As-tu vraiment besoin de ce livre?


En as-tu vraiment besoin? C’est la question que ma mère m’a posée en riant lorsque j’ai mis la main sur le livre de Pierre-Yves McSween, En as-tu vraiment besoin?, alors que nous passions une journée mère-fille à fouiner dans les magasins, comme dirait ma mère. Comme si le mot « fouiner » nous rendait moins coupables que le mot « magasiner ». Une chose est sure, le titre du livre m’a tout de suite interpelée. Il m’a pourtant fallu une 2e visite à la librairie pour me le procurer, le regard songeur de ma mère me poussant à le remettre sur les tablettes la première fois.

Ayant déjà entendu parler du livre lors de sa parution en 2016, je savais un peu à quoi m’attendre lors de la lecture. Le professeur, blogueur, comptable agréé (et j’en passe) aborde, en 365 pages, le thème de l’argent sous plusieurs facettes de la vie.  Parce que oui, la vie se traduit en matière d’argent, selon lui. Ma visite sur la page Linked du détenteur d’un MBA m’a convaincue que ce livre méritait que je lui prête une attention particulière. D’ailleurs, qui peut se passer des conseils et des avis judicieux d’un maitre de la finance?

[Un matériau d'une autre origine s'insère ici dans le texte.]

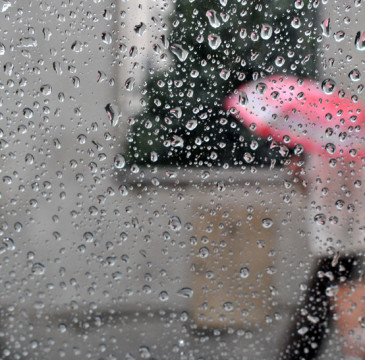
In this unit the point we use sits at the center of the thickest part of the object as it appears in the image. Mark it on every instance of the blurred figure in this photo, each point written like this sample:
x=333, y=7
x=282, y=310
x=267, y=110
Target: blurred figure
x=328, y=128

Empreints d’humour, les 41 chapitres du livre présentent 41 situations de la vie courantebulb-2287759_1920 où l’on peut se poser la question « en as-tu vraiment besoin? ». Ma curiosité et mon désir d’apprendre m’ont poussée à lire cette bible en 3 soirs seulement. Les marques, le budget, le mariage, l’assurance, les placements sont quelques exemples des sujets qui sont abordés. Il ne s’agit pas d’acheter ce livre pour savoir comment épargner un maximum d’argent en le moins de temps possible, ou encore pour se forcer à moins consommer, mais bien pour s’éduquer financièrement. Car si nous avons eu des cours d’économie au secondaire, rien de ce qui est mentionné dans cet ouvrage ne nous a été enseigné. (Petit message au ministère…) 

Loin d’être moralisateur, l’auteur met plutôt en perspective la manière dont nous dépensons notre argent. Il remet en question certaines évidences de la vie, comme avoir une voiture. Il nous invite à nous questionner sur notre liberté de consommateur. Il nous amène à différencier l’achat impulsif d’un besoin réel. Dire non, ce n’est pas être esclave de ses finances, c’est au contraire être libre de l’influence du monde extérieur. C’est du moins ce que j’ai retiré du livre de McSween.

Achetez ce livre et laissez-le trainer chez vous pour que vos amis vous l’empruntent, pour que vos enfants le lisent, pour qu’il vous rappelle de faire des choix judicieux.

PS.: Oui, maman, je te l’apporte dès que j’ai fini mon billet!